Suppress your stress and maximize the merriment!

  • Make a List and Check It Twice: Write down the names of people for whom you usually buy gifts. Is there someone on the list that you’d like to see more often? Instead of giving a gift, make arrangements to get together. Could someone on your list use company throughout the year? Avoid buying a gift and, instead, promise a monthly visit. Do you have adult family members on the list? Suggest a dinner together instead of gifts, donate to a charity you select as a group, or draw names and buy for just one person. Remember, in most relationships, gift-giving is a two-way street. If you want to change the rules this year, communicate your ideas and suggestions with friends and family members. They will probably be glad you were brave enough to bring it up!
  • Plan Your Spending: Now that you have a plan, decide how much you want to spend on holiday giving. Once you have a total, estimate a budget for each person on your list. Remember that the little extras, such as stocking stuffers and accessories, can add up. As you begin to shop, keep track of your receipts. Periodically evaluate how much you’re spending compared to the budget that you developed.
  • Priceless: Consider gifts of yourself and your time. These gifts improve your relationships, cost nothing, and create no waste. For example, you could offer to visit a friend and bring all the fixings for a homemade dinner — and then make it together. You might schedule a game or movie night for family or friends. You could offer to babysit for an evening or, even, a weekend. No children in the family? Offer to pet sit or house sit. Volunteer to clean up the yard in the spring or mow the lawn. The possibilities are endless.
  • Made With Love: Another way to give of yourself is to put your skills to work by making homemade gifts. If you preserve food or jams, give some away as gifts. Make a recording of a child’s performance or an “interview” that gets the child talking about friends, school, and activities, and send the recording to a far-off relative. Refresh a family memory by making your brother the cookies that Grandma used to bake at the holidays. Decorate an old picture frame with fishing lures or bobbers and add a photo of you and your dad fishing together. Put your old jewelry, clothes, and hats into an unneeded suitcase to create the perfect dress-up chest for a child. We’re sure you can think of many other ideas that reflect your own hobbies or honor the skills that a family member or friend passed along to you.
  • Experience the Drama: Do you have friends or relatives who love a certain sports team but don’t go to games very often? Give them tickets! Not sports fans? Give tickets to a concert or play, a movie gift card, a museum membership, or park passes. If you have a friend who is interested in learning something new or becoming an expert on a favorite hobby, offer to pay for a class. Whether it is photography or spreadsheets, there is probably a class offered somewhere.

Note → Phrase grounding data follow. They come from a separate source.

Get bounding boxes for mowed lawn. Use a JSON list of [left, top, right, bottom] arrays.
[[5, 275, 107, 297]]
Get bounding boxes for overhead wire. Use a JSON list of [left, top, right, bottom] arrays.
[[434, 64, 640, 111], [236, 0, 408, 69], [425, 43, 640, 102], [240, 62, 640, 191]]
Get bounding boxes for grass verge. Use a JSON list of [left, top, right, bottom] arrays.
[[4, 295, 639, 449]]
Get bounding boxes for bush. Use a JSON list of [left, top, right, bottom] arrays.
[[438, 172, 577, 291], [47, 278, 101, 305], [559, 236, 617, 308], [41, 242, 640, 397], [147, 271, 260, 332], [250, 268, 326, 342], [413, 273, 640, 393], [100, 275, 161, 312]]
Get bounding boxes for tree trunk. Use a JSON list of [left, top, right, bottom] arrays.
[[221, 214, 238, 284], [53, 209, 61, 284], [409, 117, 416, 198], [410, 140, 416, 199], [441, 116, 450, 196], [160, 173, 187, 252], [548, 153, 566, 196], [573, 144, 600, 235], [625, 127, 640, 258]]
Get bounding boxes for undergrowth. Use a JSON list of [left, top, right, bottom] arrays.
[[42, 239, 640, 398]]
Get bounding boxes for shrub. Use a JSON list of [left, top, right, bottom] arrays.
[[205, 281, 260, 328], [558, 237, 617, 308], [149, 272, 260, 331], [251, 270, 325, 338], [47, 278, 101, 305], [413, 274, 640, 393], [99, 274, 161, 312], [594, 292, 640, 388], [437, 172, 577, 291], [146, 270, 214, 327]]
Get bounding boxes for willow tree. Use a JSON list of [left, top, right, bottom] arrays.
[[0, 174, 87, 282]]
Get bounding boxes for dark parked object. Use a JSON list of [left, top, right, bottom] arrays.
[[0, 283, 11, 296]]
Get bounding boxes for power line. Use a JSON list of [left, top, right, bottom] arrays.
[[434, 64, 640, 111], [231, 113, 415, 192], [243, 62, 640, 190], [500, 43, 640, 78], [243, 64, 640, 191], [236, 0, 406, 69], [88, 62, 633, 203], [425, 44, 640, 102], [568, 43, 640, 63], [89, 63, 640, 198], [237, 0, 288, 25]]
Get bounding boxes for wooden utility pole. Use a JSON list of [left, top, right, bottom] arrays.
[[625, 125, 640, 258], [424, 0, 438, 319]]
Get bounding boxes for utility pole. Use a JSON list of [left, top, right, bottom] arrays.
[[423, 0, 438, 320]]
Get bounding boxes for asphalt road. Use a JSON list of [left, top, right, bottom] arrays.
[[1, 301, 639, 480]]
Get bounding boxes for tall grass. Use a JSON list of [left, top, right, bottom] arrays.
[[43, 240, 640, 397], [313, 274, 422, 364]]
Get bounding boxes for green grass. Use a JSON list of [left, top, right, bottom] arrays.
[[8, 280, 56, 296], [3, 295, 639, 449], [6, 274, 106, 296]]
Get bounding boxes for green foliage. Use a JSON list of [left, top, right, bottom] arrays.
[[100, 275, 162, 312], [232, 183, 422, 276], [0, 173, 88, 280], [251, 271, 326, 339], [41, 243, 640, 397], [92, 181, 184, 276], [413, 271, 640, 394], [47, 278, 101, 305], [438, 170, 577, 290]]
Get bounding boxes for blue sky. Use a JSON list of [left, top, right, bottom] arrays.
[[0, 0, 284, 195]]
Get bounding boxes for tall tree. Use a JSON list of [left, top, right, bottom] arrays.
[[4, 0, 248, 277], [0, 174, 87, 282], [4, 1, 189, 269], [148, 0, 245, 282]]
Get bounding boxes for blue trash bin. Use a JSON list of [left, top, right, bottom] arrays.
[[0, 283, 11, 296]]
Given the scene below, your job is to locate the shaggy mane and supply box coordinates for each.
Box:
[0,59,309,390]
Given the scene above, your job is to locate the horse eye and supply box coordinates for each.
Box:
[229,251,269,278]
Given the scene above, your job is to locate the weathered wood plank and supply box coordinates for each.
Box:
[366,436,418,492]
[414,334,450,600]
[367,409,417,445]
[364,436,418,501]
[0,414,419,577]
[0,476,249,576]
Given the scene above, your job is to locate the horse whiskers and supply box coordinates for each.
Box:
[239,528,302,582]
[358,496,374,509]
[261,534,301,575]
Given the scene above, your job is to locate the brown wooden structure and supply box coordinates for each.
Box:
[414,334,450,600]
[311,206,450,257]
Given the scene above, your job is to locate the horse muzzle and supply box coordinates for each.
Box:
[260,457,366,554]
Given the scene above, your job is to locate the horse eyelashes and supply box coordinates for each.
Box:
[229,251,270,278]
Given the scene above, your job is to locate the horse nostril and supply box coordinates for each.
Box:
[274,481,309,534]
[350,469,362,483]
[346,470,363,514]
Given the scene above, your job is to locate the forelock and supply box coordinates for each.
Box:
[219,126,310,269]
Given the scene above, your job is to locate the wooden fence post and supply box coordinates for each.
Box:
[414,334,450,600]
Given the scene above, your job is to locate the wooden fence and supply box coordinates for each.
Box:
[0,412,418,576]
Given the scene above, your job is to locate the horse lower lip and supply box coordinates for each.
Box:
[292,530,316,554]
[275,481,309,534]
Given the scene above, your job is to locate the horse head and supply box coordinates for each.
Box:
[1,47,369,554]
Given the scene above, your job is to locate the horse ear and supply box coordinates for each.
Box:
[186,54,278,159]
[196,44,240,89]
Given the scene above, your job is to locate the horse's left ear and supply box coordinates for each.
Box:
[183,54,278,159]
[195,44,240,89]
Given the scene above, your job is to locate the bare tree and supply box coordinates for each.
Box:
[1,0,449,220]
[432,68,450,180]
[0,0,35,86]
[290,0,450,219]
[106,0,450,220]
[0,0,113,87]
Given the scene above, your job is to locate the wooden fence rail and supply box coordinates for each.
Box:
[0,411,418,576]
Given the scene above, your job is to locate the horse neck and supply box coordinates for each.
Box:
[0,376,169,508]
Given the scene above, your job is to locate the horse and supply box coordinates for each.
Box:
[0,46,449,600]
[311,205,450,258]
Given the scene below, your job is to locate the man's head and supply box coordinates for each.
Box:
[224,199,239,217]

  • Know Your Recipient: Waiting to the last minute to shop can lead to breaking the budget and choosing less-than-perfect gifts. When you are out of time, anything near a checkout seems “good enough.” However, a good-enough gift is likely to be unused. At best, it will be returned, re-gifted, sold, or given away. At worst, it will be forever unused and, eventually, thrown in the trash. Knowing what a friend or family member likes and dislikes, as well as knowing sizes and other essentials, can lead to thoughtful gifts that don’t waste your time and money or end up as trash. If you don’t have time to find a gift that will reflect the recipient, give a gift card instead.
  • Remember to Reuse: Reusable shopping bags aren’t just for groceries! Wherever you are shopping for holiday gifts — antique stores, secondhand stores, or the mall — carry your own reusable bags with you to the store. Rather than dealing with lots of plastic shopping bags when you get home, you can begin sorting and wrapping.
  • Wrap It Up: And speaking of wrapping, remember to wrap without waste. Reuse last year’s paper (and save this year’s for next year). Choose reusable gift bags. Decorate boxes that you use each year for the same person. Use fabric scraps, magazine pages, colorful brochures, or old maps to create unique wrapping “paper.”